Publicado em 21/03/2025 às 04:44,
atualizado em 21/03/2025 às 10:26
Um “novelão” foi o que a Max e os principais envolvidos em Beleza Fatal prometeram desde o início da divulgação da novela, lançada em janeiro. Uma denominação no mínimo pretensiosa, mas que se confirmou para alguns (não todos), a julgar pela repercussão alcançada nesses três meses. A trama chega ao último capítulo nesta sexta-feira (21), com transmissão às 20h na plataforma de streaming – a exibição na Band, iniciada na semana passada, segue até maio.

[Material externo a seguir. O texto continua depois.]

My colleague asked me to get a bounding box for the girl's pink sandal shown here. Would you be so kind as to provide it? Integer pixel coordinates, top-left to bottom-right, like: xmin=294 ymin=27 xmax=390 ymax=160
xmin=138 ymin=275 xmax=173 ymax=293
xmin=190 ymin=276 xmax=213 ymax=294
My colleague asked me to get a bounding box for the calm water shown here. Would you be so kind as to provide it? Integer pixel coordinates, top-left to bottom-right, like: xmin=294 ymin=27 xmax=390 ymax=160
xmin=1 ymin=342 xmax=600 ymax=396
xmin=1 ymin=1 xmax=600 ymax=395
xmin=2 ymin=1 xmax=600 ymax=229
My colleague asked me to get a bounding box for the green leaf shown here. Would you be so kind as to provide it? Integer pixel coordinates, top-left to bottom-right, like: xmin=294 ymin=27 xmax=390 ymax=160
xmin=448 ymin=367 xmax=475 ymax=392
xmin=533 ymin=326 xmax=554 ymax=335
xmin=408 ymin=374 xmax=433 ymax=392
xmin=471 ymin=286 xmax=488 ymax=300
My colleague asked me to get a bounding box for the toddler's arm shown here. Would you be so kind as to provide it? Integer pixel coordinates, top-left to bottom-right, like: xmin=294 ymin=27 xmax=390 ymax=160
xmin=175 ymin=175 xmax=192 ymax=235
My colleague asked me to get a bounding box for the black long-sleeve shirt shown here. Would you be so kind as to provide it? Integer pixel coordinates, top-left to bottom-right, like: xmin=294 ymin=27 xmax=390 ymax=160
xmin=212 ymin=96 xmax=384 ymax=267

Beleza Fatal tinha um argumento promissor, mas pouco original: a ascensão da vilã Lola (Camila Pitanga) e sua derrocada graças à heroína Sofia (Camila Queiroz). Desde o primeiro capítulo, vimos uma sucessão de clichês – desejos de vingança, casais que se apaixonam na infância, segredos de família. Em se tratando de novela, esses lugares comuns não chegam a ser um grande problema, desde que bem trabalhados e apresentados junto a alguma novidade.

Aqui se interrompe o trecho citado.